Gil Lanuza operates the Kilworth Variety and Gas Bar. In December 2013, he realized he hadn't received a Hydro One bill for the last five months.

When he inquired he received a bill that far exceeded his expectations, Lanuza says, "For five months, I got $10,438, which shocked me!"

That was the total of the bill he received in Februrary. But for all of 2012 his bill was just over $13,000.

Lanuza blames the smart meter he was required to install, even though according to Hydro One "Sample testing of thousands of meters in the past six years has shown the meters to be 99.9 percent accurate."

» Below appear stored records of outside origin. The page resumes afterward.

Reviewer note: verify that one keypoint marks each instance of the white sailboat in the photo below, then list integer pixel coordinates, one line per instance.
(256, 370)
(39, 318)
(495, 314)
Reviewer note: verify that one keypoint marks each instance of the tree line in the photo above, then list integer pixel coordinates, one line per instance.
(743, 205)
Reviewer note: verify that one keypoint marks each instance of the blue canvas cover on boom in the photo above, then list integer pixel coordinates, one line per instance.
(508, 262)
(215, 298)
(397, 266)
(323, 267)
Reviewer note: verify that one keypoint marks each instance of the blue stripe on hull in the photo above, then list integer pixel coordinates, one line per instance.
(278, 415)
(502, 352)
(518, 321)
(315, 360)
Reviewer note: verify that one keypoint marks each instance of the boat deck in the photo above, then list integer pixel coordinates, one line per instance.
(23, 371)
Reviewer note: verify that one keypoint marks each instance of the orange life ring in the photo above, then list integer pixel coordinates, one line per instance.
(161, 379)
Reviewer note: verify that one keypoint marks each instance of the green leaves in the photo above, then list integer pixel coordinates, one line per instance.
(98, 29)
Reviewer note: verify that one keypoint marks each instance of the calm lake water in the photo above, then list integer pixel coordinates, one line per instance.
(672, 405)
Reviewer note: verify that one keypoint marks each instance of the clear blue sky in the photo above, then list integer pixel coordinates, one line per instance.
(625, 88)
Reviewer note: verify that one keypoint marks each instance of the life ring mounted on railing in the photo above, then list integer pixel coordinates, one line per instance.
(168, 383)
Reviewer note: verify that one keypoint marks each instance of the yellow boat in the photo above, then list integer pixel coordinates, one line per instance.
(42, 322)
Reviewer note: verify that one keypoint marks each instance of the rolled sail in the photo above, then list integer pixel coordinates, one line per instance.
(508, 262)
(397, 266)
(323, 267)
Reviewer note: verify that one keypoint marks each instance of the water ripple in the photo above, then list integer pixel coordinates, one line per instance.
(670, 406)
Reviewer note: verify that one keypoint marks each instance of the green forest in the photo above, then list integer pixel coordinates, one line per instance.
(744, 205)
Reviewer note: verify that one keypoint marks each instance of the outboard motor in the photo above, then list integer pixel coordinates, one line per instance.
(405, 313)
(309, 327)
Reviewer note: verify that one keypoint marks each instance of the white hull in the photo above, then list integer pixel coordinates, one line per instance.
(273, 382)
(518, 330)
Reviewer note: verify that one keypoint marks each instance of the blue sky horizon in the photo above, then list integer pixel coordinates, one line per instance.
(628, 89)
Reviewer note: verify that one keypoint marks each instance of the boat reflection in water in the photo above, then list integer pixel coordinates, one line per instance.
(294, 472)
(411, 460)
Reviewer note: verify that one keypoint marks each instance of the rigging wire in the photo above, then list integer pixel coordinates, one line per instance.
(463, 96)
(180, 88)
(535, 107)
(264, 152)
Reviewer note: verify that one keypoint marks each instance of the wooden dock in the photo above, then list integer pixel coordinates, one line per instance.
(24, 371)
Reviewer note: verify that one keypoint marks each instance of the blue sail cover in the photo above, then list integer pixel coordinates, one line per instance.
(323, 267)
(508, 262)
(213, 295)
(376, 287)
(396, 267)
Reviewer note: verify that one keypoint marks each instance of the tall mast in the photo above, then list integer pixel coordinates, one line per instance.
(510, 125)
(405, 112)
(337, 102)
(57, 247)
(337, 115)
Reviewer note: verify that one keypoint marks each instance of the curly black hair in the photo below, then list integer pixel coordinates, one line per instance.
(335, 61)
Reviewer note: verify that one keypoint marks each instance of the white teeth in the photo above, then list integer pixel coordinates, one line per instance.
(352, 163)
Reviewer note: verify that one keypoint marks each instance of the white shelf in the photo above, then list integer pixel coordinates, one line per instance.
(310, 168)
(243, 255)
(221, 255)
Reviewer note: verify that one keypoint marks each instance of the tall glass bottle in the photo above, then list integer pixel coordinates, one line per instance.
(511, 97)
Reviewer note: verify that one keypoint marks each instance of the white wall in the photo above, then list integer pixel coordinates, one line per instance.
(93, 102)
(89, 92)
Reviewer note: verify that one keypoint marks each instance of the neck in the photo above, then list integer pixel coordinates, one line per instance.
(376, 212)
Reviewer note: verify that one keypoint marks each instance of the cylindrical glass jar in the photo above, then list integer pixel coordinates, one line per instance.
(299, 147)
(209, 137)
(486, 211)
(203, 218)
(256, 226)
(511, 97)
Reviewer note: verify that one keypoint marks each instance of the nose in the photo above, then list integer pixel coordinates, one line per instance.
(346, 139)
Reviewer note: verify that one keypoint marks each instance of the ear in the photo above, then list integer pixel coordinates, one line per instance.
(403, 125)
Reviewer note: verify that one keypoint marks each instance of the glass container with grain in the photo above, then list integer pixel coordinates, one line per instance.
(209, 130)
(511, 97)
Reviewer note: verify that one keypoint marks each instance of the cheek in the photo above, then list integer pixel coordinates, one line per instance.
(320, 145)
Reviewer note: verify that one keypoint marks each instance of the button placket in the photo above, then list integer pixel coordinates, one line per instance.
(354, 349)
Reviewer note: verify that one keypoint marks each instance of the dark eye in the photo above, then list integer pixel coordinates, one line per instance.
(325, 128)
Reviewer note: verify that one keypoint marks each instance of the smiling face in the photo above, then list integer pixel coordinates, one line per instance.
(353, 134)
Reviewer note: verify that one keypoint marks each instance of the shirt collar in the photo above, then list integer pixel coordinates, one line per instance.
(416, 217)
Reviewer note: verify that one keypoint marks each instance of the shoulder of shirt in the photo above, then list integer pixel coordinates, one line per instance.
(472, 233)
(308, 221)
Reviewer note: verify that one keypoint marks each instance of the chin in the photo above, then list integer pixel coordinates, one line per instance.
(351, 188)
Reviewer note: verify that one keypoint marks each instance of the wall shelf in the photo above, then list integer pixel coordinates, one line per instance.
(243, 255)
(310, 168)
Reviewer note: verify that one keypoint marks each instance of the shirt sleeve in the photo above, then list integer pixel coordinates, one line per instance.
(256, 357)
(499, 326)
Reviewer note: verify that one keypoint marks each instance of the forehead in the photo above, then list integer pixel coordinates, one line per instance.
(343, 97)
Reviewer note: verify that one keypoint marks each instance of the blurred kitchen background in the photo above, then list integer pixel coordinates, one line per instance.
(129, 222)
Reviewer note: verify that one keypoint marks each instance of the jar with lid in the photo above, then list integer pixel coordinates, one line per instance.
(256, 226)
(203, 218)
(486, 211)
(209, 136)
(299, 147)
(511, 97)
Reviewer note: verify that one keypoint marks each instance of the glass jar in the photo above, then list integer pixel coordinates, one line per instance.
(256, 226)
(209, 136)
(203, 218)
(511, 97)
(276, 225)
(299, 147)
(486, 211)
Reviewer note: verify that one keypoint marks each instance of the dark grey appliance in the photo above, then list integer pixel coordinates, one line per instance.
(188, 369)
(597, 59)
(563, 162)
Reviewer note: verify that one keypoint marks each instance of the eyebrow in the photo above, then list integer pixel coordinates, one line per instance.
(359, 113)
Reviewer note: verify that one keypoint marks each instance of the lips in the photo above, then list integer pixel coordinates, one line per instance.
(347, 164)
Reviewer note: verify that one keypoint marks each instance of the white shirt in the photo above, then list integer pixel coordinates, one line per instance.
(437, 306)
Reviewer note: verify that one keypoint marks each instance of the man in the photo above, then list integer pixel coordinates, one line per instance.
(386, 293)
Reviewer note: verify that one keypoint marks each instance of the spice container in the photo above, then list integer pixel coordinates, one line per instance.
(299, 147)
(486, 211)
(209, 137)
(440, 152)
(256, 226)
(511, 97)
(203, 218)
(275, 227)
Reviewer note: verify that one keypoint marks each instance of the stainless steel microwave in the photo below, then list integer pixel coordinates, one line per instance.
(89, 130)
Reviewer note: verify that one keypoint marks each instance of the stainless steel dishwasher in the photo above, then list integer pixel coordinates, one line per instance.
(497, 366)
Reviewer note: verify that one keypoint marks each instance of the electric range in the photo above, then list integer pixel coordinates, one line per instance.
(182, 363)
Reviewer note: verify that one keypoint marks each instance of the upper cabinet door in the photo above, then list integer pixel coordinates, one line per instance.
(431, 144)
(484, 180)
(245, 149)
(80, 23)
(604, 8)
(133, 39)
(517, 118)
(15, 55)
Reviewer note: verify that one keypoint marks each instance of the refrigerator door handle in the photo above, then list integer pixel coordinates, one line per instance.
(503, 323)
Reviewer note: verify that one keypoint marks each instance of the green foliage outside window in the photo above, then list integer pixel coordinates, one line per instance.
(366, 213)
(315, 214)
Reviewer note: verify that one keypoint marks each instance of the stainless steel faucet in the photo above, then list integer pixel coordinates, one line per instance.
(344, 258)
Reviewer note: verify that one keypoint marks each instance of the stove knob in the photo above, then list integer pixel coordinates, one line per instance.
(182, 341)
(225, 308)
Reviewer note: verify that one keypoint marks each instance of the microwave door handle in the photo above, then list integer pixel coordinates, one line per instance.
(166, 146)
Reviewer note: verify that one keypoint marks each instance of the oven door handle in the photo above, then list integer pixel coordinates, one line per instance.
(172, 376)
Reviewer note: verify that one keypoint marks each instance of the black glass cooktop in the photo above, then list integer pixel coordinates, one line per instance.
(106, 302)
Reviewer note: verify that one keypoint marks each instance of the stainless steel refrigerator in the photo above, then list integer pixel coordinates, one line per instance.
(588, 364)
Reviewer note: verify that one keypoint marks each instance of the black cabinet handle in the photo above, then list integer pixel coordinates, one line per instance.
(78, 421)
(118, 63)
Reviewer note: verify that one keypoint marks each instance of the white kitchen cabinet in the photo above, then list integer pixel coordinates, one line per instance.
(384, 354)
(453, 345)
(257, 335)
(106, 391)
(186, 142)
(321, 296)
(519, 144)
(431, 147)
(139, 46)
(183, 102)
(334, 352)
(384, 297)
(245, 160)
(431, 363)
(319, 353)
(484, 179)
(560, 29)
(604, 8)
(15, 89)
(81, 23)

After contacting the company, Lanuza received a letter saying his meter was one of the faulty ones that needed to be replaced, but there was no mistake on his bill.

But Lanuza says "If I have a meter that there is a problem with that meter, how can I rely on that meter?!...And it has a problem, but they never told me what the problem is...they say it's safety."

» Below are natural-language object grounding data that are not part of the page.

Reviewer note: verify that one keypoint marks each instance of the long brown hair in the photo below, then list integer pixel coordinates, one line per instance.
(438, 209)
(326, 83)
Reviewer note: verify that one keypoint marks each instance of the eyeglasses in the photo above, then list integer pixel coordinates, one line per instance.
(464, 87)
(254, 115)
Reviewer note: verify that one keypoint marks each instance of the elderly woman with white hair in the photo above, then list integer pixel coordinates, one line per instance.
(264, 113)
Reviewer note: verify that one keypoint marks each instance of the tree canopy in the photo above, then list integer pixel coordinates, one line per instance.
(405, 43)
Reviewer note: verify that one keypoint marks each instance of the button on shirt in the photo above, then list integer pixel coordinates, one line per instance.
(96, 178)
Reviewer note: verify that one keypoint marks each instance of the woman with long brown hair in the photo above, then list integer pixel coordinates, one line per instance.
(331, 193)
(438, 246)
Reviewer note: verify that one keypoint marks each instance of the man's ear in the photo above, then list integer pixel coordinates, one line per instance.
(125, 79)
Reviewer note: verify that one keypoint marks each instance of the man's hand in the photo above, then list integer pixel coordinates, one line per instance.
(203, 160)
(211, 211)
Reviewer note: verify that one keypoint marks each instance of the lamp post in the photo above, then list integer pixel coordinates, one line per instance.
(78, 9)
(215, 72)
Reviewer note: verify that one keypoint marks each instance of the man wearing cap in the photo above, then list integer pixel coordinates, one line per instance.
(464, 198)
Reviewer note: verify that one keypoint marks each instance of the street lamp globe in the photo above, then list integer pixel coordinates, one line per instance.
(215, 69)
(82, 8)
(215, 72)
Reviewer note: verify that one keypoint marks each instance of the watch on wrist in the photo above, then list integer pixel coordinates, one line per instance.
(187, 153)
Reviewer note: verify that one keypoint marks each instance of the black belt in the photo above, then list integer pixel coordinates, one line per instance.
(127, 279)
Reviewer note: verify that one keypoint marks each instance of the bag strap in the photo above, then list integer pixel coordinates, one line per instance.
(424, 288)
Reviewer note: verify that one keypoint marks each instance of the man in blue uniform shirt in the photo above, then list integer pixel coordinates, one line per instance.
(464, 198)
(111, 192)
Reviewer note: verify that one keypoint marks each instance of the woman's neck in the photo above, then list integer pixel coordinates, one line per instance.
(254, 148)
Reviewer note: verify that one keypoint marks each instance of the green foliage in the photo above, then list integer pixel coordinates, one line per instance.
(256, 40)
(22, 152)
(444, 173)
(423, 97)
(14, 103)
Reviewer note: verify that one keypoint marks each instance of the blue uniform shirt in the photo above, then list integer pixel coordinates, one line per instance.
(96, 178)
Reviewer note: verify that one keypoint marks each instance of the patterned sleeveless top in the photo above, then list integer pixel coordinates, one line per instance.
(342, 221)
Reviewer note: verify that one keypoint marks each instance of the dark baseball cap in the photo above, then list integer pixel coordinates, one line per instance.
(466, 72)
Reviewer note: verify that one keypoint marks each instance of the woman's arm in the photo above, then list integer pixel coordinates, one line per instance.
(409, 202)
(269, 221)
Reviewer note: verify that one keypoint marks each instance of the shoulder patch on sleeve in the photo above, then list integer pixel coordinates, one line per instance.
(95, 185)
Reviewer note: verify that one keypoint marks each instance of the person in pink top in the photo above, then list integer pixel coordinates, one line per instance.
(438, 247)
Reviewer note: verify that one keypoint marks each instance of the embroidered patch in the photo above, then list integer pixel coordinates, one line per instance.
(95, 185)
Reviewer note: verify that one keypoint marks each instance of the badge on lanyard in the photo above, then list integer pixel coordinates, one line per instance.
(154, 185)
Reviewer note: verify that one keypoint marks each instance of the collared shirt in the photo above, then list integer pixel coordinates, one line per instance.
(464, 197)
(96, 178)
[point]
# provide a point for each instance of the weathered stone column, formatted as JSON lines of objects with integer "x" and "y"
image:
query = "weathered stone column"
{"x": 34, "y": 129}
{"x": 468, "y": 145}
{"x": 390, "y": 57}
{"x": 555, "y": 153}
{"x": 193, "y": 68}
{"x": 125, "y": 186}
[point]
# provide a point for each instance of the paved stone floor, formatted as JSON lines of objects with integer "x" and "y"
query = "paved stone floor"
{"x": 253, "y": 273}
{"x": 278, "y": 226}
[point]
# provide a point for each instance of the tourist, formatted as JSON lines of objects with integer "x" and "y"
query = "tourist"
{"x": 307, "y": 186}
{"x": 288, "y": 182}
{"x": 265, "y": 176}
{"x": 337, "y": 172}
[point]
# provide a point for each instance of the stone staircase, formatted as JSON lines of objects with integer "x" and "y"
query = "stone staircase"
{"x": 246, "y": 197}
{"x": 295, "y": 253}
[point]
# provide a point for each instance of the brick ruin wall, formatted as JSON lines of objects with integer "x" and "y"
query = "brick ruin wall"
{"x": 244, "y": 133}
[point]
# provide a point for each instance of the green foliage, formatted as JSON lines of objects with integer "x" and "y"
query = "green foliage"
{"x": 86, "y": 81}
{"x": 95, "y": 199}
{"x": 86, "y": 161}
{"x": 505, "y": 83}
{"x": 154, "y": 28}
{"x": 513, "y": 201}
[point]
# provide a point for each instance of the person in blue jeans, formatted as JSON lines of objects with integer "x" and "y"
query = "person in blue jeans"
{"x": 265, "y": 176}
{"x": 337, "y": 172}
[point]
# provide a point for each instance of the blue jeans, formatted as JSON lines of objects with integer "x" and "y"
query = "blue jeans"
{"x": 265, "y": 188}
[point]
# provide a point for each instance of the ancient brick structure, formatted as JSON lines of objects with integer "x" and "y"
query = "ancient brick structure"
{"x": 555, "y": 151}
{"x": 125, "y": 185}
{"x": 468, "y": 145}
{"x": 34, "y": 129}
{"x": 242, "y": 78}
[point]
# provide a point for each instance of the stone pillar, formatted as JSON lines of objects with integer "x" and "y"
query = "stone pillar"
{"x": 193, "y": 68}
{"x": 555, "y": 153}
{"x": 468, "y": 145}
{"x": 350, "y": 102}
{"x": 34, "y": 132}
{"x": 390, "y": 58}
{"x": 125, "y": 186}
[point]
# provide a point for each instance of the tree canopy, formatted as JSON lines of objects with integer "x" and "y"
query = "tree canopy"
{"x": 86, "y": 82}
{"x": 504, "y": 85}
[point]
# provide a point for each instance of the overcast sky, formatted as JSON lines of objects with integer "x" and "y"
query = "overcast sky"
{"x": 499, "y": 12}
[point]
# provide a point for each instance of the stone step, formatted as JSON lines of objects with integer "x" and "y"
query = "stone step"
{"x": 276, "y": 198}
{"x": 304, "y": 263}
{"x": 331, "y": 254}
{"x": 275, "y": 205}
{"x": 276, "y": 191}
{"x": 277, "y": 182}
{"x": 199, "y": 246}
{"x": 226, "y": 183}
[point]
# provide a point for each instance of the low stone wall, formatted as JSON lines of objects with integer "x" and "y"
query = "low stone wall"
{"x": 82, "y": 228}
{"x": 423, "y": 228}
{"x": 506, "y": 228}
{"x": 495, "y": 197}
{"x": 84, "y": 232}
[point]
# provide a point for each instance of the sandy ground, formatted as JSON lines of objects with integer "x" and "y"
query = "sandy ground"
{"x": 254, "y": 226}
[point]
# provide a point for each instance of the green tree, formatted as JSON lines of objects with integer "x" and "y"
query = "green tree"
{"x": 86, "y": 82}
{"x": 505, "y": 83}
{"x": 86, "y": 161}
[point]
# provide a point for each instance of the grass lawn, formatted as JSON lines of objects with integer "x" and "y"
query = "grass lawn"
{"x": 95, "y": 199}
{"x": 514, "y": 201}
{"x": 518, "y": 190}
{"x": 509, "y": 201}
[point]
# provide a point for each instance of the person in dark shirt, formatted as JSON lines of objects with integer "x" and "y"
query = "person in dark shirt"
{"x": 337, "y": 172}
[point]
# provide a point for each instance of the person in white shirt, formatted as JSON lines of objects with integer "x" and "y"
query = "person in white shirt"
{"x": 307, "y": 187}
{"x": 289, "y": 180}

Hydro One has admitted that smart meters have caused some over-billing, but the onus is on the customer to prove that they have been overbilled.

Lanuza has been told he will have to pay for the removal of his meter and the installation of a new one, if he wants his curret one tested for accuracy.

"The meter was installed and supplied by [Hydro One], why should I be paying for the cost of checking it?"

He has now spoken with a lawyer to try to get the situation resolved.

But in the meantime he's agreed to pay the bill in monthly installements, for fear of having his hydro cut off.

"I have no other choice. I have to go for it, it's not the money, it's the principle," he says.

His lawyer has drafted a letter of complaint to the indepent body Measurements Canada to challenge the accuracy of the meter.

Hydro One has told Lanuza that if he was in fact overbilled he will receive a full refund and be paid back the costs of having his meter removed and re-installed.

Hydro costs continue to climb for businesses

As the cost of hydro rises in Ontario - it is predicted to climb another 46 per cent over the next 10 years - business owners say they are not sure if they can stay in the province.

Martin Vogt owns EFS-plastics, a plastic re-processing facility in Listowel. He says his hydro bill has doubled in five years and now sits at $80,000 a month.

He says they pay $350,000 more per year for power than similar plants in Quebec or New York.

The Ontario PCs blame the Green Energy Act for pushing up prices. MPP Lisa MacLeod, PC Energy Critic, points at the massive subsidies for wind and solar power.

But those in the business of producing wind power say while the higher cost of green energy will eventually go down and stabilize, the cost of nuclear and other sources of energy are likely to go up.